Many discoveries involve combining new concepts or bridging disparate fields. One may hope to identify such publications by looking for newly published articles that contain novel combinations of text terms (Packalen & Bhattacharya, 2015), novel combinations of Medical Subject Headings (Mishra & Torvik, 2016; Peng, Bonifield, & Smalheiser, 2017), or whose reference lists cite novel combinations of journals (Uzzi et al., 2013). This leads to a model of literature-based discovery that is based on link prediction on networks. For example, Kastrin, Rindflesch, & Hristovski (2016) model LBD as considering all pairs of MeSH terms that have never co-occurred within a single article before, and seek to learn the factors that best predict the likelihood of an article appearing in the near future that is indexed by both of the MeSH terms. Sebastian, Siew, & Orimaye (2017b) combined text and citation networks for link prediction.

Scientific Arbitrage

Don often referred to literature-based discovery as an exercise in “scientific arbitrage,” in which certain ideas or findings are under-valued in one scientific arena, and gain in value by applying them to another field. (In fact, I believe he performed arbitrage in financial markets too!) In his final published article (Swanson, 2011), Don discussed the problem of identifying neglected, dead, or discarded findings and hypotheses as sources of new knowledge. Neglected findings, which are explicitly stated in one or more articles yet not well cited or followed up upon, may reflect a variety of issues: The articles in which they appeared may not be easy to find (particularly in full-text form), the findings themselves may have been refuted by later studies, or they may simply have been ahead of their times. The use of text mining to identify these neglected findings, and predict which (if any) ought to be resurrected and rehabilitated, remains an open question for further investigation.

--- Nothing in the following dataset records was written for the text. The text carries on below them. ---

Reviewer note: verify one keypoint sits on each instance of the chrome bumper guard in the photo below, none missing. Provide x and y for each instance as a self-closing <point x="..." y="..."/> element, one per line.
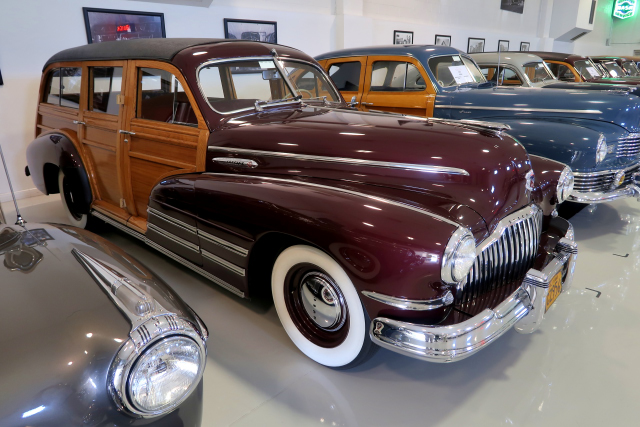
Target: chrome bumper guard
<point x="524" y="310"/>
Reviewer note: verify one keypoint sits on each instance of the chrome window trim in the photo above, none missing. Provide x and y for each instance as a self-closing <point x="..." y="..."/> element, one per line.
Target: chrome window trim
<point x="172" y="220"/>
<point x="258" y="58"/>
<point x="356" y="162"/>
<point x="238" y="250"/>
<point x="411" y="304"/>
<point x="224" y="263"/>
<point x="524" y="110"/>
<point x="341" y="190"/>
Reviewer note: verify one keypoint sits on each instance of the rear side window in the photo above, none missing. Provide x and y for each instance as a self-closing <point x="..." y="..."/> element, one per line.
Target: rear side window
<point x="396" y="76"/>
<point x="162" y="98"/>
<point x="105" y="86"/>
<point x="346" y="75"/>
<point x="63" y="87"/>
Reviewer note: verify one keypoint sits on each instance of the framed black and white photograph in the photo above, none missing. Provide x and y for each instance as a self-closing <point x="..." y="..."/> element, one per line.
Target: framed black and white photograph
<point x="516" y="6"/>
<point x="443" y="40"/>
<point x="402" y="37"/>
<point x="105" y="25"/>
<point x="243" y="29"/>
<point x="475" y="45"/>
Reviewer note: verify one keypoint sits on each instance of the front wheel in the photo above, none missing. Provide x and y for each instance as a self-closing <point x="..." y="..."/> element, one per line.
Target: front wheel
<point x="319" y="307"/>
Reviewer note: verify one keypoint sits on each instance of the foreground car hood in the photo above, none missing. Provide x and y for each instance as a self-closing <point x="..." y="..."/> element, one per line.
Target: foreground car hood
<point x="495" y="163"/>
<point x="486" y="103"/>
<point x="61" y="331"/>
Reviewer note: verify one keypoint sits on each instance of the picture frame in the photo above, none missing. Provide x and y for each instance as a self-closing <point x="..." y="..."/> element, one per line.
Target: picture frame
<point x="246" y="29"/>
<point x="475" y="45"/>
<point x="112" y="24"/>
<point x="442" y="40"/>
<point x="402" y="37"/>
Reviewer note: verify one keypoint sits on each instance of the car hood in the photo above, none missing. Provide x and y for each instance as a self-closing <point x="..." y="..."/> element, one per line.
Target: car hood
<point x="484" y="103"/>
<point x="332" y="144"/>
<point x="61" y="330"/>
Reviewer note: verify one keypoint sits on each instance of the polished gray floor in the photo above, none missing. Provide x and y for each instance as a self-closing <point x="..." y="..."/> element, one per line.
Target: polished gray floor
<point x="580" y="369"/>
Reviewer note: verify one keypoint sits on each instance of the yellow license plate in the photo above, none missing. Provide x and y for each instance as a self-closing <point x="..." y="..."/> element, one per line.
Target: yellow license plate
<point x="555" y="289"/>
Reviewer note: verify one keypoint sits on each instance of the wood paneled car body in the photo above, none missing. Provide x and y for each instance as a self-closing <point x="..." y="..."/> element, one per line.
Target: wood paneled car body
<point x="242" y="161"/>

A particular type of neglected finding is what I have called “negative consensus” (Smalheiser & Gomes, 2014), in which the investigators in a given field mention that a particular event or happenstance does NOT occur in nature. Sometimes this is documented by definitive experimental studies, in which case one would expect that negative assertions would cite the negative evidence. Often, however, the negative assertions simply reflect prevailing dogma or investigators’ expectations or “common sense”, and such cases do not cite any supporting evidence at all. My (somewhat contrarian) view is that negative consensus statements that lack experimental testing are in fact good subjects for further research. A small input of experimental testing may challenge the prevailing paradigm or dogma that made the finding seem so unlikely. For example, we noted that the protein Argonaute binds DNA in the test tube, yet investigators have simply assumed that it binds RNA within living cells—in part, this is because Argonaute is thought to reside in the cytoplasm whereas cytoplasmic DNA is thought not to exist. However, Argonaute does have functions in the nucleus, and there are indeed reports that extrachromosomal DNA exists in both nucleus and cytoplasm. Hence, the idea that Argonaute may bind DNA is not absurd but is well worth investigating (Smalheiser & Gomes, 2014). I believe that it is worthwhile to develop text mining tools that can identify negative consensus statements and help investigators decide which are likely to be promising to study. Agarwal, Yu, & Kohane (2011) have compiled a database of biomedical negated sentences, which might be mined to identify those assertions that are reliably negative across multiple documents.

The Penumbra of a Field as a Source of New Knowledge

A scientist working in a field (say, Alzheimer’s disease) is acutely aware that some lines of investigation are “mainstream” and reside in the core of the field, whereas other lines of work are marginal, either because they are new, or not considered interesting or credible, or because they are pursued by people who are not themselves recognized full-time Alzheimer researchers. For example, studies of amyloid or tau protein aggregates are intensively studied and are published in high-impact journals as well as in journals devoted to aging and Alzheimer’s disease. In contrast, studies of gut microbes (the so-called microbiota) are not a mainstream topic in Alzheimer’s disease, at least not yet. Standard techniques such as text mining, summarization, and clustering, together with citation analysis, can help to identify which articles, topics, keywords, and concepts reside in the core of a given field and which reside in the periphery, or penumbra.

Initially, literature-based discovery techniques sought to make linkages across literatures, without asking whether the links predominantly involve the cores or the peripheries of the literatures. Don’s first inclination was to filter out B-terms that did not have adequate frequency of mentions in each literature, implying that he was focusing on the cores (Swanson & Smalheiser, 1997). In contrast, Kostoff et al. (2009), Petrič et al. (2010), and Workman et al. (2016) have argued that low-frequency terms which reside in the penumbra of one or both fields may sometimes be more promising for finding links that are interesting and unexpected.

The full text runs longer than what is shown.